My friend took me to the cabin. What a squalid hole! My heart sank. The reward after the labour should have been a great airy chamber, a gigantic four-poster, iced melons, grilled birds, wine, and the delighted attendance of my friends. When I had finished my cablegram, I retired to a little shelf of a berth, which reeked of oil, while the blankets had soaked recently with sea-water. The vessel heeled to leeward in spasmodic attempts to hurl me out, and I resisted with the last of my strength. The infamous pettiness of it all! I thought the night would reverend. "But never mind," I said to myself at last, "to-morrow in Fort Antonio I shall have a great bath and fine raiment, and I shall dine grandly and there will be lager beer on ice. And there will be attendants to run when I touch a bell, and I shall catch every interested romantist in the town, and spin him the story of the fight at Cusco." We reached Fort Antonio and I fled from the cable office to the hotel. I procured the bath and, as I donned whatever fine raiment I had foraged, I called the boy and pompously told him of a dinner -- a real dinner, with furbelows and complications, and yet with a basis of sincerity.
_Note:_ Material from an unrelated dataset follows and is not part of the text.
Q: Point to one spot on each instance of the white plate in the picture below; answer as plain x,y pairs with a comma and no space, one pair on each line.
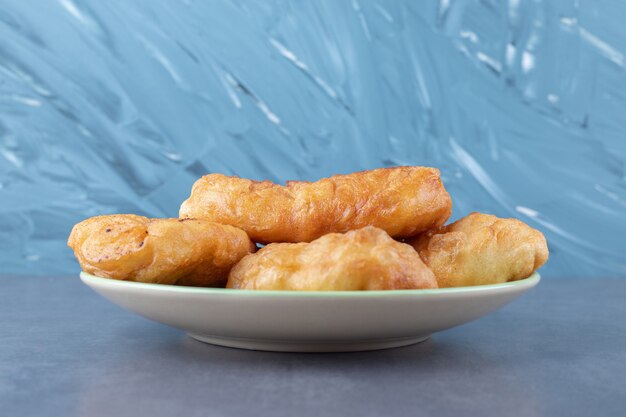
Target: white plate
292,321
He looked at me calf-like for a moment, and then he went away. After a long interval, the manager himself appeared and asked me some questions which led me to see that he thought I had attempted to undermine and disintegrate the intellect of the boy, by the elocution of Arabic incantations. Well, never mind. In the end, the manager of the hotel elicited from me that great cry, that cry which during the war, rang piteously from thousands of throats, that last grand cry of anguish and despair: "Well, then, in the name of God, can I have a cold bottle of beer?"